9.1.2.2. Comparative Image Augmentation Experiment¶

We first observe the results of using image augmentation.

In [20]:

train_with_data_aug(train_augs, test_augs)

training on [gpu(0), gpu(1)]
epoch 1, loss 1.3641, train acc 0.516, test acc 0.579, time 37.9 sec
epoch 2, loss 0.7995, train acc 0.717, test acc 0.732, time 34.7 sec
epoch 3, loss 0.5870, train acc 0.794, test acc 0.759, time 34.7 sec
epoch 4, loss 0.4704, train acc 0.837, test acc 0.765, time 34.7 sec
epoch 5, loss 0.3922, train acc 0.864, test acc 0.836, time 34.7 sec
epoch 6, loss 0.3258, train acc 0.888, test acc 0.816, time 34.7 sec
epoch 7, loss 0.2715, train acc 0.905, test acc 0.837, time 34.7 sec
epoch 8, loss 0.2334, train acc 0.919, test acc 0.851, time 34.6 sec
epoch 9, loss 0.1923, train acc 0.933, test acc 0.823, time 34.6 sec
epoch 10, loss 0.1664, train acc 0.943, test acc 0.851, time 34.6 sec


For comparison, we will try not to use image augmentation below.

In [21]:

train_with_data_aug(test_augs, test_augs)

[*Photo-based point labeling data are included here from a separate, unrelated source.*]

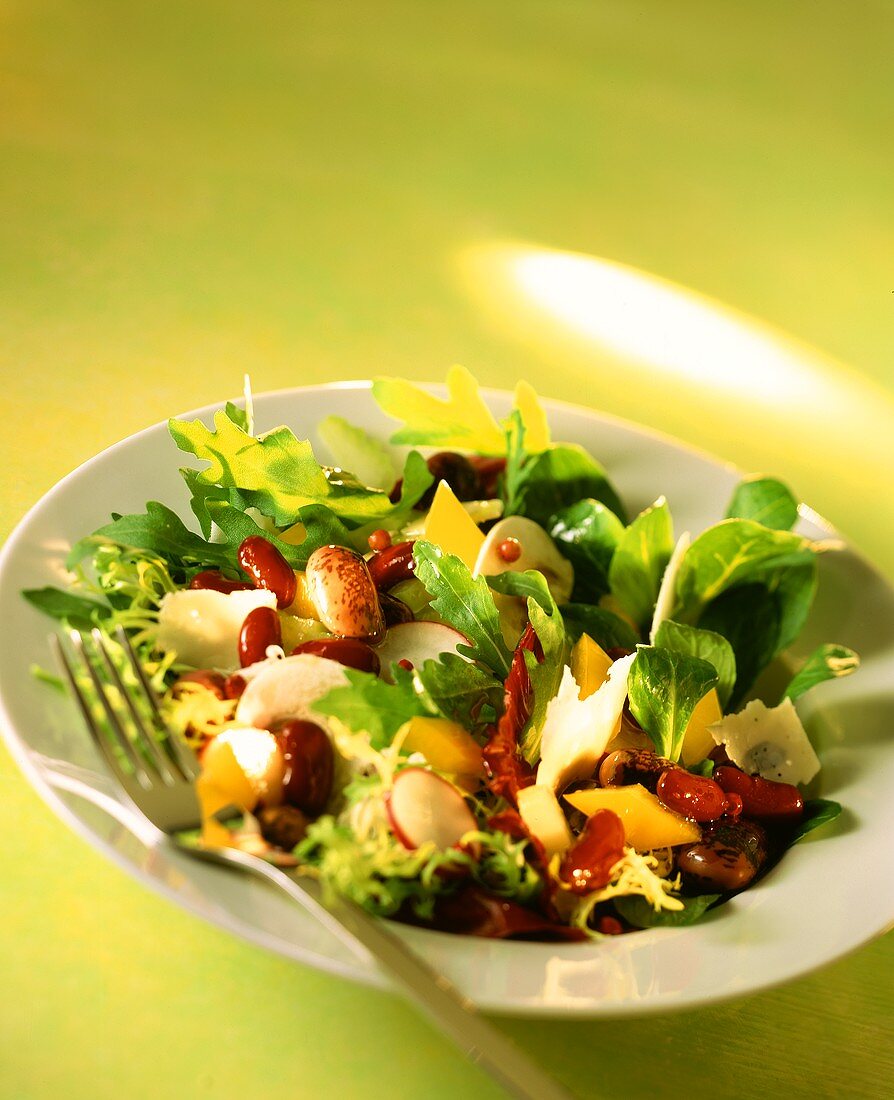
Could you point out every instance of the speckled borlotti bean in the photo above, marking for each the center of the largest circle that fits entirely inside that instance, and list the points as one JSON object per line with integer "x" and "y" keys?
{"x": 342, "y": 591}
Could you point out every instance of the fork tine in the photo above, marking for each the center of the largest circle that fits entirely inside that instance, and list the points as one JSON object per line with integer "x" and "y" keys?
{"x": 70, "y": 677}
{"x": 183, "y": 757}
{"x": 161, "y": 760}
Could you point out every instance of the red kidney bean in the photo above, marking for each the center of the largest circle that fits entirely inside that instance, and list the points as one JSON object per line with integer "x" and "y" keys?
{"x": 390, "y": 567}
{"x": 309, "y": 760}
{"x": 626, "y": 767}
{"x": 260, "y": 629}
{"x": 587, "y": 865}
{"x": 212, "y": 681}
{"x": 349, "y": 651}
{"x": 763, "y": 799}
{"x": 727, "y": 857}
{"x": 694, "y": 796}
{"x": 217, "y": 582}
{"x": 268, "y": 569}
{"x": 234, "y": 685}
{"x": 394, "y": 609}
{"x": 379, "y": 540}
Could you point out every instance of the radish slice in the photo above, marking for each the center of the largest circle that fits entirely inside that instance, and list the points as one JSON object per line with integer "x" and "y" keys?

training on [gpu(0), gpu(1)]
epoch 1, loss 1.4358, train acc 0.490, test acc 0.610, time 34.9 sec
epoch 2, loss 0.8370, train acc 0.704, test acc 0.698, time 34.7 sec
epoch 3, loss 0.6001, train acc 0.791, test acc 0.756, time 34.7 sec
epoch 4, loss 0.4469, train acc 0.843, test acc 0.772, time 34.7 sec
epoch 5, loss 0.3285, train acc 0.885, test acc 0.797, time 35.0 sec
epoch 6, loss 0.2308, train acc 0.919, test acc 0.766, time 34.8 sec
epoch 7, loss 0.1636, train acc 0.942, test acc 0.814, time 34.7 sec
epoch 8, loss 0.1206, train acc 0.957, test acc 0.806, time 34.7 sec
epoch 9, loss 0.0873, train acc 0.969, test acc 0.791, time 34.7 sec
epoch 10, loss 0.0785, train acc 0.972, test acc 0.822, time 34.7 sec


As you can see, even adding a simple random flip may have a certain impact on the training. Image augmentation usually results in lower training accuracy, but it can improve testing accuracy. It can be used to cope with overfitting.

9.1.3. Summary¶

• Image augmentation generates random images based on existing training data to cope with overfitting.
• In order to obtain a definitive results during prediction, we usually only apply image augmentation to the training example, and do not use image augmentation with random operations during prediction.
• We can obtain classes related to image augmentation from Gluon’s transforms module.

9.1.4. Problems¶

• Add different image augmentation methods in model training based on the CIFAR-10 data set. Observe the implementation results.
• With reference to the MXNet documentation, what other image augmentation methods are provided in Gluon’s transforms module?